Bodnant Garden is slowly giving up its secrets as the gates open to areas which have, until now, been closed to the public.
From Monday (July 1) the gates to the Old Park will open to visitors who can, for the first time, enjoy a stroll through this picturesque meadow brimming with wildflowers and mature native trees. Work is underway to open other parts of the garden in the near future too.
The Old Park is the oldest area of Bodnant Garden. It is thought to have been landscaped when the original house was built in the 1700s in the naturalistic style of the day, with native trees, rolling fields and a ha-ha (a type of ditch) to keep sheep and cows away from the house. The estate was bought by Victorian industialist Henry Davis Pochin in the 187os who remodelled the original Georgian style mansion and set about shaping the rest of the garden, but the Old Park has remained unchanged over the years.
The area has always been visible from the public garden, offering visitors open views of swathes of snowdrops in winter, daffodils in the spring, wildflowers in summer and, in autumn, a tantalising vista across to the acers in Chapel Park.

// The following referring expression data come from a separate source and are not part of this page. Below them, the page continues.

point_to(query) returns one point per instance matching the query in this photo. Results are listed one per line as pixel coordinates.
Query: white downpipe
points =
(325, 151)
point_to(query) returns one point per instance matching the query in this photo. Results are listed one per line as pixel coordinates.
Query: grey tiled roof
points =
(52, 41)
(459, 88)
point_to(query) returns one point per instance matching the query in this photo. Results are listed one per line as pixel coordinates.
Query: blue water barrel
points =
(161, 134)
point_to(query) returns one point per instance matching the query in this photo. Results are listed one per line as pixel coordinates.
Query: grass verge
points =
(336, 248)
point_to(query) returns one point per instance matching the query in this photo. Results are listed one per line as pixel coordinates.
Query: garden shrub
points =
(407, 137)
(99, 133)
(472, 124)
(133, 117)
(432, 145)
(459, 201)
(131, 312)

However, from next week the gates to the Old Park will be finally open and people will be able to amble through to the Shrub Borders beyond enjoying the sights up close.
Visitors will also be able to see the work being done to preserve the area’s wildlife. When surveyed in 2010, the meadow contained 23 species of grasses and wildflowers. It will be cut in August, the hay removed to keep soil fertility low, which encourages wildflowers to grow, and then grazed by sheep in the autumn.
Bill Warrell, area supervisor at Bodnant Garden, says: “We are delighted to be opening the Old Park for the first time. One of Bodnant’s three species-rich meadows, visitors will now have the chance to spot some of the 23 varieties of flowers and grasses present, as well as butterflies, day-flying moths and bees. We hope that the public will also enjoy the new views of the house, garden and Snowdonia, whilst strolling through gently swaying grassland.”
Next year we will be opening another part of the garden which has been closed to the public. The Yew Dell at the far south of the garden is a tranquil wooded area planted with rhododendrons, reminiscent of a Himalayan valley. Following this, in 2015, there are plans to open the area known as the Skating Pond at the far end of The Dell.